Ask HN: Should I choose a managed or unmanaged VPS? - neovive

Background:  I'm about to complete an upgrade to an existing web application and need to decide between a managed vs. unmanaged VPS.  I'm bootstrapping the project at the moment and although I'm comfortable managing my Ubuntu Karmic laptop, I am concerned about having administer a production server.  I've read the tutorials on Slicehost and Linode and implemented a local test server, but  feel that there is likely much more to managing a real server.<p>I am very interested in the Xen VPS servers, as they seem to offer better price/performance than traditional Virtuozzo CPanel-based VPS servers, but feel that the added work/time required is not worth the tradeoff.<p>Question: For those who have already made this decision and were not already experienced sys admins, do you feel that the initial time spent learning and the ongoing time spent managing your server is worth it?  I am leaning towards the managed server option, since having managing  development, sales and customer service is already time consuming.<p>Site specs: PHP5 (Kohana v2.3.4 framework); ~90% dynamic db-driven (MySQL); APC caching; ~10-15K unique visitors per month.
======
xist
IMHO, if you need to ask, then managed is the way to go ;)

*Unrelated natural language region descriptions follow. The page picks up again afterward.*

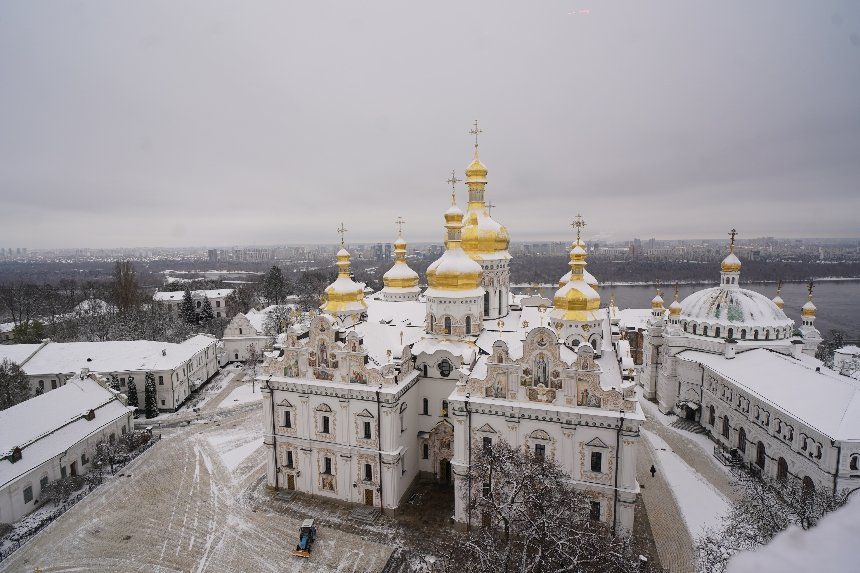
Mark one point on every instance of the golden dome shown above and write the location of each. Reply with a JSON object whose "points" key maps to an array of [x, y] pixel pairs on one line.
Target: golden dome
{"points": [[344, 295], [454, 270], [400, 275], [576, 298]]}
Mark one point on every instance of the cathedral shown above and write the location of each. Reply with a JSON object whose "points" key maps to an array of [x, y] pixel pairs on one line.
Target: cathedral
{"points": [[403, 385]]}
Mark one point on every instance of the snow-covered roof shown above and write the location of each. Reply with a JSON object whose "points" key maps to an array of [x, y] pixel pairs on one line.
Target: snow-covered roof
{"points": [[114, 356], [733, 307], [385, 321], [50, 424], [824, 400], [18, 353], [179, 295]]}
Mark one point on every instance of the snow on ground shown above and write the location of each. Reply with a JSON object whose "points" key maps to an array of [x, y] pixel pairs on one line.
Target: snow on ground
{"points": [[242, 395], [701, 504]]}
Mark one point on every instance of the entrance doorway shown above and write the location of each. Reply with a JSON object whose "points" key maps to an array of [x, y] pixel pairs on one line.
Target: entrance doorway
{"points": [[444, 471]]}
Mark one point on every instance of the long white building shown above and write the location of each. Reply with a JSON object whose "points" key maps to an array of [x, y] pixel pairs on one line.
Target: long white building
{"points": [[387, 390]]}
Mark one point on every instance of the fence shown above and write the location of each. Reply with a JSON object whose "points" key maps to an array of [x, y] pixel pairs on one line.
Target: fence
{"points": [[16, 539]]}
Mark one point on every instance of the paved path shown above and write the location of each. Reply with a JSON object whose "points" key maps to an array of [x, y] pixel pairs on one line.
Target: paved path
{"points": [[674, 544], [187, 505]]}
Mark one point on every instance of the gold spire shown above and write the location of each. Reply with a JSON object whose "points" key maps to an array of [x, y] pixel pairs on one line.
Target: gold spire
{"points": [[809, 308], [731, 264]]}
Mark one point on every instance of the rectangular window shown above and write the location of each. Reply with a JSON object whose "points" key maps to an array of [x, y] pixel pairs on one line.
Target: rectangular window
{"points": [[594, 514], [597, 462]]}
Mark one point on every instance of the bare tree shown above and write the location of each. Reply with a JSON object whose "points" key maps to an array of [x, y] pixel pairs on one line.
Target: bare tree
{"points": [[529, 518], [765, 507]]}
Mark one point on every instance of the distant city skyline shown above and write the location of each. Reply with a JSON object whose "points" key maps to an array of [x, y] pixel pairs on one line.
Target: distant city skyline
{"points": [[207, 124]]}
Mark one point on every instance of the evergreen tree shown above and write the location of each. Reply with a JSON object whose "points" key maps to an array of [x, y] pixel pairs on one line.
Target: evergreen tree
{"points": [[14, 386], [274, 285], [132, 392], [186, 309], [206, 314], [150, 397]]}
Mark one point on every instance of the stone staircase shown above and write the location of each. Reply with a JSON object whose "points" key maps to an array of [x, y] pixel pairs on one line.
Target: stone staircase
{"points": [[689, 426]]}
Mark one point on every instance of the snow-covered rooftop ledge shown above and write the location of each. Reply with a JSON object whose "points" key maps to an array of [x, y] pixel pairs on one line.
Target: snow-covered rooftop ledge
{"points": [[319, 387], [559, 412]]}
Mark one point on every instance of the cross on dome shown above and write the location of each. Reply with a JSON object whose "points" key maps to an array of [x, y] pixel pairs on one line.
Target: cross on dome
{"points": [[453, 181], [341, 230], [578, 223], [475, 131]]}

In all seriousness, I would agree that your time might be better spent
elsewhere. There's only so many hours in a day and if you're using it to
generate income, your time is better spent elsewhere than playing around with
things.

Security aspects are the most timeconsuming part of managing even a test
server. Installing software and configuring it is a walk in the park compared
to doing the dance with all the script kiddiez out there. Good Luck!

------
Travis
I manage my own, but I do that for my other jobs as well. So I guess you could
say I'm a part time sysadmin.

I say do it yourself. You don't have that much fine tuning to do. I just
personally doubt that you're going to get very good "management" from your
provider. It will be most useful in a situation of "please install nginx to
run on a separate IP so I can serve static content." It will not be useful in
preventing attacks, etc.

Although I guess they could have really high service quality, I believe most
places will scrimp on the services b/c they need to compete on the price. And
the whole reason for going managed is the services.

------
CyberFonic
You need to look at exactly what you are getting with the managed service
packages. The service levels and security guarantees are critical. As always
you pay for what you get, but you may not get what you pay for.